The climate change industry always needs a fresh angle, and the latest is that carbon emissions are an economic threat akin to mortgage-backed securities before the financial panic. The analogy comes from Hank Paulson—and if he has spotted a bubble this time, we guess one out of two is an improvement on zero out of one.
With the travelling billionaire wilburys of Tom Steyer and Michael Bloomberg, the former Treasury Secretary put out a 197-page study last week that predicts the costs of a warming catastrophe. Their "Risky Business" project is meant to awaken the green conscience of business leaders, and President Obama's endorsement was inevitable: Even George W. Bush's money man agrees . ..

The report reads like a prospectus, except with years of "investments" in fossil fuels returning damage across industries and regions. The authors estimate storms along the eastern seaboard and Gulf of Mexico will cost $2 billion to $3.5 billion more, while they also look at so-called "tail risks," or worst-case crises with a 1-in-100 chance of happening: New York City could be 6.8 feet underwater by century's end, crops could wither in heat waves by 42%, and so forth.
Mr. Paulson's particular contribution has been to summon the apparitions of the 2008 crash. He recently mused that his career in business and government taught him that "it is time to act before problems become too big to manage." The "climate bubble," as he puts it, is like the housing excesses that built up in the global financial markets and could lead to contagion.
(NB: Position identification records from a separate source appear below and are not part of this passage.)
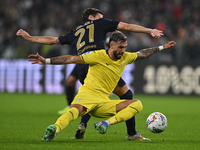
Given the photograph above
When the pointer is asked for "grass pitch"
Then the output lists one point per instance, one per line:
(24, 118)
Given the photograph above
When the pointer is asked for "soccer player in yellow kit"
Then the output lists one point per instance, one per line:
(105, 70)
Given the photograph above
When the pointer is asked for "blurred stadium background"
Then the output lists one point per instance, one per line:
(175, 71)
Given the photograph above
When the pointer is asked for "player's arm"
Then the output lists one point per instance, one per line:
(38, 39)
(139, 29)
(65, 59)
(144, 53)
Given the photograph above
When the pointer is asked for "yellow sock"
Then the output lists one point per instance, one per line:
(127, 113)
(63, 121)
CEOs might reasonably question Mr. Paulson's skills as a risk manager, given that as Treasury chief he went along with the Beltway flow and assured the public that Fannie and Freddie were in good shape until it was too late. And are there even amateur investors who are unaware that climate change is a matter of some political interest? Many public companies already embed a proxy cost of carbon when they invest and disclose material risks that climate change may or may not pose to their balance sheets.
"Risky Business" endorses a carbon tax, and that option really does share something with subprime loans and exotic financial instruments: Choosing to ration carbon today is a bet about the future—and one likely to end no better.
The world saw modest warming over the 20th century but temperatures have plateaued over the last 15 years or so, a pause the climate models did not predict and cannot explain. The climateers say the warming must be taking place deep in the ocean, which could be right but for which they have little evidence. There will always be inherent scientific uncertainty regarding a phenomenon as dynamic and complex as the Earth's climate, but the climateers admit to no uncertainty other than that the apocalypse might be worse.
As a business proposition, Mr. Paulson wants to gamble on new taxes and regulation to prevent even unlikely dangers—regardless of the costs and however minor the gains of U.S. decarbonization may turn out to be in practice. Yet China and the rest of the world will continue to rely on fossil fuels for decades as populations grow, economies expand and living standards rise.
Turning over the U.S. economy to the green central planners may expose the country to even greater climate harms, to the extent that their ministrations impede economic progress. A wealthier future society will be better able to adapt and mitigate harm over time if Mr. Paulson's side of the bet is right.
U.S. emissions have fallen to 1994 levels in large part because of the unconventional natural gas revolution, which burns cleaner than coal. That revolution might never have happened in a world of heavy carbon taxes. And the capital necessary to finance this and other innovation will be less available in a less prosperous country.
Speculators like Mr. Paulson are actually inflating a climate regulation bubble—and the real danger isn't that the problem is too big to manage. It's their supposed solution.